RANDOLPH COUNTY NURSING HOME has a staff turnover rate of 40%, which is about average for Arkansas nursing homes (state average: 46%). Moderate turnover is common in nursing homes, but families should still ask about staff tenure and how the facility maintains care continuity when employees leave.

Was Randolph County Ever Fined?

RANDOLPH COUNTY NURSING HOME has no federal fines on record. CMS issues fines when nursing homes fail to meet care standards or don't correct problems found during inspections. The absence of fines suggests the facility has either maintained compliance or corrected any issues before penalties were assessed. This is a positive indicator, though families should still review recent inspection reports for the full picture.

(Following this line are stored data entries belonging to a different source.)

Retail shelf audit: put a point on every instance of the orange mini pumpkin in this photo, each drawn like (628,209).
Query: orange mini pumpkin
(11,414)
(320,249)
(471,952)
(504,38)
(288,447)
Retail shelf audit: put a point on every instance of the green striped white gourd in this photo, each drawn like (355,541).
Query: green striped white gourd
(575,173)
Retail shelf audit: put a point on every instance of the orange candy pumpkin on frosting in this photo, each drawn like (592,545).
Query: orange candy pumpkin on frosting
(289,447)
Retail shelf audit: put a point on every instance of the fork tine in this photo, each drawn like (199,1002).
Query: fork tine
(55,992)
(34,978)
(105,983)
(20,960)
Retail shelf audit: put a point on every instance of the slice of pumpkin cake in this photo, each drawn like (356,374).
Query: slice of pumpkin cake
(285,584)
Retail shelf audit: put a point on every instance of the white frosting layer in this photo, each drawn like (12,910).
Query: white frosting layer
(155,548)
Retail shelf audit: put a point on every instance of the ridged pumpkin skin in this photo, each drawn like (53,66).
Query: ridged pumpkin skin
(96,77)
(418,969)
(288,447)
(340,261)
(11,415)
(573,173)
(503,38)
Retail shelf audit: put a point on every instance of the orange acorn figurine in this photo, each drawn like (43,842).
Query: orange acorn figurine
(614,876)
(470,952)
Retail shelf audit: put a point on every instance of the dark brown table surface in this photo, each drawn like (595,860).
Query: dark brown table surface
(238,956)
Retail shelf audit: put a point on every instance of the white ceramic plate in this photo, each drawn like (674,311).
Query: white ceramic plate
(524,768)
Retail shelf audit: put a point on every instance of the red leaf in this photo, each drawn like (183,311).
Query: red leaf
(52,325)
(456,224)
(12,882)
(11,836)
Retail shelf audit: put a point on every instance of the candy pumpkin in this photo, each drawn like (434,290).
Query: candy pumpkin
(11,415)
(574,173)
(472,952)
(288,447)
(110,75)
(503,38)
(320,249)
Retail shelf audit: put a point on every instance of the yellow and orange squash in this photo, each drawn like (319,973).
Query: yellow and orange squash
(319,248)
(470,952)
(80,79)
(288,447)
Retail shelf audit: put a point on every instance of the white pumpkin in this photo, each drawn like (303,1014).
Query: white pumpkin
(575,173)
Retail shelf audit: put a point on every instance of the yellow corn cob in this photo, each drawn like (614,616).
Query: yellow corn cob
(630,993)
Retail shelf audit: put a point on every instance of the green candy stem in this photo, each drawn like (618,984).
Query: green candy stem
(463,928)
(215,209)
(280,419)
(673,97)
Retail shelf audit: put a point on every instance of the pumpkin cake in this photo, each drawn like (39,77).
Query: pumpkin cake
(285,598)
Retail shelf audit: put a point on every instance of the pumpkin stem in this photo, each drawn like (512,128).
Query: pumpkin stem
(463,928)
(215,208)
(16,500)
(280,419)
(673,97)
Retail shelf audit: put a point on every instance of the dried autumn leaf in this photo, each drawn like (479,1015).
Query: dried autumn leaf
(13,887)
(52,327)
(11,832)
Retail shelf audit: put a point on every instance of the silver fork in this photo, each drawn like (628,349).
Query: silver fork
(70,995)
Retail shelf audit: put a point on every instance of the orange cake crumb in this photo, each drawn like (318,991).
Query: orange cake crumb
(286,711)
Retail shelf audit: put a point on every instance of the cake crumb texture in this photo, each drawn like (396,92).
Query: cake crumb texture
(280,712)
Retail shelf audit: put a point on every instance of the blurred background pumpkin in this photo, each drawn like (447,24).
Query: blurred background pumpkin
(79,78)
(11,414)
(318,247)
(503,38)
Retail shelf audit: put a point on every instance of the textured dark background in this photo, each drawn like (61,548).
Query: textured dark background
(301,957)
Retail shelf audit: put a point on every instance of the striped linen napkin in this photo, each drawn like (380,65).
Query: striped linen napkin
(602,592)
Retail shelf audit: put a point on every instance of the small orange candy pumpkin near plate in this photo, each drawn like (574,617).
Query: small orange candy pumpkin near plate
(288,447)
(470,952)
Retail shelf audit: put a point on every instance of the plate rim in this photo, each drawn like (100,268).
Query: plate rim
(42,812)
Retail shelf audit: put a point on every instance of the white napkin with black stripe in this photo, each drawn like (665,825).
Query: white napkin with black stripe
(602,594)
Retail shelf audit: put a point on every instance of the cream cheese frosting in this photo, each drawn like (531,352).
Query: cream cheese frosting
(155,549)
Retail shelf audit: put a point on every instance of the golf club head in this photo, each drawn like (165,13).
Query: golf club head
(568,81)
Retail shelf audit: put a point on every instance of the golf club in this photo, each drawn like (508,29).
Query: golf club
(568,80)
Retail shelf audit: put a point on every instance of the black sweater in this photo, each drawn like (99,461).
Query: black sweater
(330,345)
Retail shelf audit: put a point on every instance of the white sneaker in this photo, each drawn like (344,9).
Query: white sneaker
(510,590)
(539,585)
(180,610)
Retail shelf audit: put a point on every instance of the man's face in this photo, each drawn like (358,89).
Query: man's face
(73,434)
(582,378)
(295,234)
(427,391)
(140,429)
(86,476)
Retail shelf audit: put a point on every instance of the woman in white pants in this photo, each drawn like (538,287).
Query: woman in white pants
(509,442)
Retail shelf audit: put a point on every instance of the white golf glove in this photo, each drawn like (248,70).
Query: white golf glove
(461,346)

Is Randolph County on Any Federal Watch List?

RANDOLPH COUNTY NURSING HOME is not on any federal watch list. The most significant is the Special Focus Facility (SFF) program, which identifies the bottom 1% of nursing homes nationally based on persistent, serious quality problems. Not being on this list means the facility has avoided the pattern of deficiencies that triggers enhanced federal oversight. This is a positive indicator, though families should still review the facility's inspection history directly.